More young bamboo in the forest.
A small restaurant along the trail.
Wooden Horse Logging Track Trail 木馬棧道
Next we went for a walk along the old logging track, which takes you to the Fenqihu Sacred Tree.
"Wooden Horse Logging Track"
"When the Japanese built the Fenqihu section of the Alishan Railroad, they used timber from neighboring forests for cross-ties and other materials. The logs were at first transported manually, but as the closest forests were depleted and the source of timber became more distant, waste wood was used to build tracks along which logs were at first pulled and later transported on sledges called "wooden horses." These were operated by two-person teams (mostly husband and wife), with one person steering the sledge in the front and the other pulling the back in the rear to keep the sledge from going too fast downhill."
This is what the original logging track would have looked like, with wooden sled being slid along the boards.
The trail goes deeper into the woods toward to sacred tree.
A bridge across a small stream.
On the way to the sacred tree, you will come across a bamboo forest.
As a westerner I can’t help be fascinated by bamboo forests because it is something I would never see back home except in movies.
Looking down the trail.
More bamboo views.
Bamboo as far as the eye can see.
Looking toward the sky.
"Glossy Green Bamboo Slopes"
"The moso bamboo was introduced to Taiwan from China in the early years of the island's settlement. Its tough stalks are used to make construction scaffolds, and its tender shoots are sweet and tasty. The winter shoots, produced from November through February, are especially popular. The spring shoots that emerge in March grow very rapidly and are covered in dense fuzz, and so are called "fuzzy bamboo 毛竹."
The first sight of the Fenqihu Sacred tree.
View of the tree canopy.
"Guests of the Sacred Tree"
"This huge tree is a flying moth tree with leaves like a camphor and winged seeds like a maple; and although it belongs to the maple family, its leaves do not turn red. With the cool, moist climate at Fenqihu and the unique features of the local terrain, the tree has become a home for epiphytic plants such as the bird's-nest fern and Santa Rosa fern.
Closeup of the sacred tree.
View of the train track near the sacred tree.
Looking up the track from the same spot.
Bridge across the tracks leading back to the town.
"Fenqihu and the Railroad"
"The Alishan Railroad began operating in 1911; its main midway station is FEnqihu, making the village a major transportation hub and trading center.

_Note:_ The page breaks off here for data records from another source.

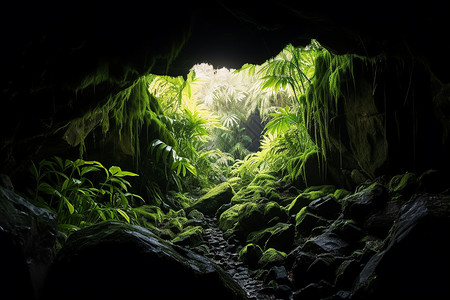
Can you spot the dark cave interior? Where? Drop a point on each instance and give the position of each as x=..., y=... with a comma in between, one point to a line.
x=54, y=60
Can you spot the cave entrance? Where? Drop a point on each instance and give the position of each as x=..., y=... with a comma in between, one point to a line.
x=252, y=118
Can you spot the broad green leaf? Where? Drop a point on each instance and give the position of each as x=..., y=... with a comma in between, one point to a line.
x=124, y=214
x=124, y=201
x=46, y=188
x=69, y=205
x=114, y=169
x=34, y=171
x=88, y=169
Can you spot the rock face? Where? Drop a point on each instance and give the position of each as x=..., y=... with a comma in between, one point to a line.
x=121, y=261
x=28, y=237
x=414, y=263
x=388, y=239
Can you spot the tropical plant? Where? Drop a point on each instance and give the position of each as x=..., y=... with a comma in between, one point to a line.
x=83, y=192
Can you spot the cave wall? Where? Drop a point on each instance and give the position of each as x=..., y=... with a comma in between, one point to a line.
x=61, y=60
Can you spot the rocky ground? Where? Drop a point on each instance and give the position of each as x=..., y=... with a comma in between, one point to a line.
x=388, y=238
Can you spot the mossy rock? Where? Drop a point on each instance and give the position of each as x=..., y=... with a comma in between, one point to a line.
x=209, y=203
x=271, y=257
x=195, y=214
x=280, y=236
x=273, y=210
x=250, y=255
x=305, y=222
x=304, y=199
x=190, y=236
x=324, y=189
x=251, y=217
x=230, y=217
x=341, y=194
x=150, y=214
x=403, y=184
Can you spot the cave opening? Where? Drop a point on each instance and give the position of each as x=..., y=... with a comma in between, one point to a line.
x=218, y=151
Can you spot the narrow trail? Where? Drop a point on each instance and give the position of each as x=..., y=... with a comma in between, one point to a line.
x=224, y=254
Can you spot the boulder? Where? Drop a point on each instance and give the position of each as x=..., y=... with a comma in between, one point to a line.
x=28, y=238
x=114, y=260
x=250, y=255
x=229, y=218
x=414, y=261
x=326, y=207
x=271, y=257
x=327, y=243
x=251, y=217
x=209, y=203
x=190, y=236
x=280, y=236
x=361, y=204
x=305, y=222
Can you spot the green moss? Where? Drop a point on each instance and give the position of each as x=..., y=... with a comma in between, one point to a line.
x=271, y=257
x=251, y=217
x=250, y=255
x=341, y=194
x=229, y=218
x=216, y=197
x=195, y=214
x=324, y=189
x=273, y=210
x=260, y=237
x=149, y=214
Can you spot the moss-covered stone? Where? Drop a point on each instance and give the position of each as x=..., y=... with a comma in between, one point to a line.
x=251, y=217
x=306, y=221
x=250, y=255
x=403, y=184
x=341, y=194
x=209, y=203
x=191, y=235
x=271, y=257
x=273, y=210
x=195, y=214
x=280, y=236
x=324, y=189
x=304, y=199
x=149, y=214
x=229, y=218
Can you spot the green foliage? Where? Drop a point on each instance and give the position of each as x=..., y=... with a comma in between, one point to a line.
x=83, y=192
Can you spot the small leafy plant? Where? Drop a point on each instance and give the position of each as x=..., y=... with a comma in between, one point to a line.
x=82, y=192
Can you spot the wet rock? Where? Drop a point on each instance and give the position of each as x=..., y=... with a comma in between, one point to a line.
x=190, y=236
x=250, y=255
x=274, y=213
x=404, y=184
x=278, y=274
x=251, y=217
x=28, y=237
x=318, y=290
x=302, y=261
x=123, y=261
x=327, y=243
x=414, y=263
x=282, y=238
x=361, y=204
x=209, y=203
x=283, y=292
x=271, y=257
x=326, y=207
x=346, y=274
x=306, y=221
x=347, y=230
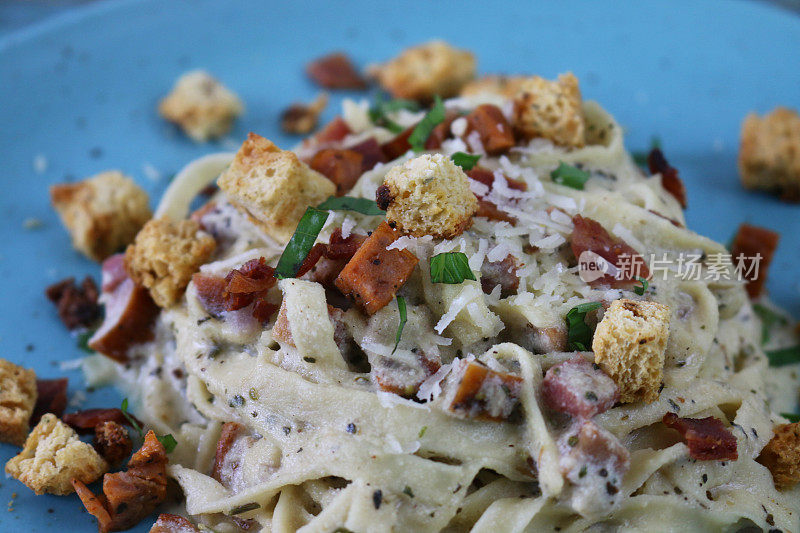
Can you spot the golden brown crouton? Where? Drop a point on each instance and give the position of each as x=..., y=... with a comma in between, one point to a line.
x=272, y=186
x=202, y=107
x=769, y=155
x=782, y=455
x=428, y=195
x=550, y=109
x=423, y=71
x=629, y=345
x=102, y=213
x=17, y=399
x=54, y=455
x=164, y=256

In earlier years, the trains drawn by steam engines stopped here briefly to take on water and coal, and the passengers alighted to buy snacks. This gave rise to the famous Fenqihu Railway Meal Box."
View of the railroad from the bridge.
View of Fenqihu from the trail.
Steps leading down to the village.
Fenqihu elementary school.
By this time we had circled back to the old street.
View of Fenqihu on a clear morning, looking toward Chiayi.
Looking down at Fenqihu.
Looking to the mountains and bamboo forests.
Looking south at the basin.
View of the mountains on a cloudy day.
The end of the Fenqihu Basin.
Another view of Fenqihu.
Another bamboo forest in the valley.
Looking above the bamboo forest via drone.
Finally it was time to end my second trip, and take the 2.5 hour train ride back to Chiayi.
Waiting for the train to come take us home.